- The firm generates $8.0 million of gross revenue, which supports a meaningful scale for an accounting practice.
- Revenue is diversified across audit, tax, and consulting, each representing 70% of revenue, indicating multi-service capability.
- The firm produces $2.0 million of revenue per partner, which is a solid productivity metric on the provided figures.
- With 30,000 total billable hours and 20 staff, the firm demonstrates a substantial service capacity.
- The four partners are all age 30, suggesting a very young partner group with potentially long remaining working lives.
- The firm appears highly concentrated in audit and tax, with both service lines reported at 70% of revenue, which may indicate limited diversification.

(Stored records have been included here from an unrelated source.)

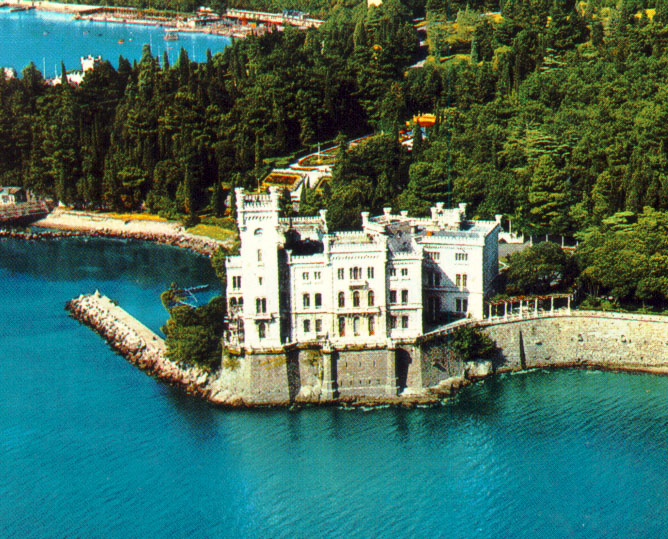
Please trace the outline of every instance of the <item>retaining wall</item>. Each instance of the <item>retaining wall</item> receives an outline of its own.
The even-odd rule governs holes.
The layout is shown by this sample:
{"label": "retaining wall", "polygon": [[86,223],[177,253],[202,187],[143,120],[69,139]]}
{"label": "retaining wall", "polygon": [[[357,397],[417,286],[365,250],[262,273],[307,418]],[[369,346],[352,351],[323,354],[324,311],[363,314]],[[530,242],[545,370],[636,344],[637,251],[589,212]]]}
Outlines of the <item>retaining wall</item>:
{"label": "retaining wall", "polygon": [[569,365],[668,368],[668,317],[573,311],[485,323],[481,329],[500,348],[497,371]]}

- The firm’s revenue base is relatively concentrated at $2,000,000 per partner across only four partners, increasing key-person and partner-dependence risk.
- The firm has a modest staffing base of 20 staff against $8,000,000 of revenue, which may indicate operational concentration and potential scalability constraints.

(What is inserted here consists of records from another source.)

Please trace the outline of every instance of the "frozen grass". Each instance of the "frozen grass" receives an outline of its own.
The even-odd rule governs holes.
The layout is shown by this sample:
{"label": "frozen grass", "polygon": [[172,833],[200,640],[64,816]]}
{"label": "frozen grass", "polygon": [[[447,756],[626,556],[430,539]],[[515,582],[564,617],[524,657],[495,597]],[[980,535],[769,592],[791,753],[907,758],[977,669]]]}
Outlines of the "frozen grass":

- The firm may be able to expand non-core advisory services, as consulting currently represents a significant revenue share and could be developed further to diversify beyond traditional compliance work.
- With four relatively young partners and high revenue per partner of $2,000,000, there is opportunity to leverage the existing leadership team to scale the practice without immediate succession pressure.
- At an EBOC of 50%, the firm may have room to improve profitability through pricing discipline, workflow efficiency, or better utilization of staff across the 30,000 billable hours.
- The firm’s concentration in audit and tax revenue indicates an opportunity to cross-sell additional services to the existing client base and deepen wallet share.
- Given the 20-staff platform in Mother Ignacia, the firm may be able to add capacity and broaden service delivery through selective hiring to support growth and reduce partner dependency.
- Revenue appears heavily concentrated in audit, tax, and consulting, which suggests limited diversification and potential exposure if demand weakens in any one service line.
- The firm has only four partners, creating key-person and succession risk if one or more partners reduce involvement or depart.
- With 20 staff supporting $8.0 million of revenue, the firm may face execution and capacity pressure if growth outpaces staffing or if turnover occurs.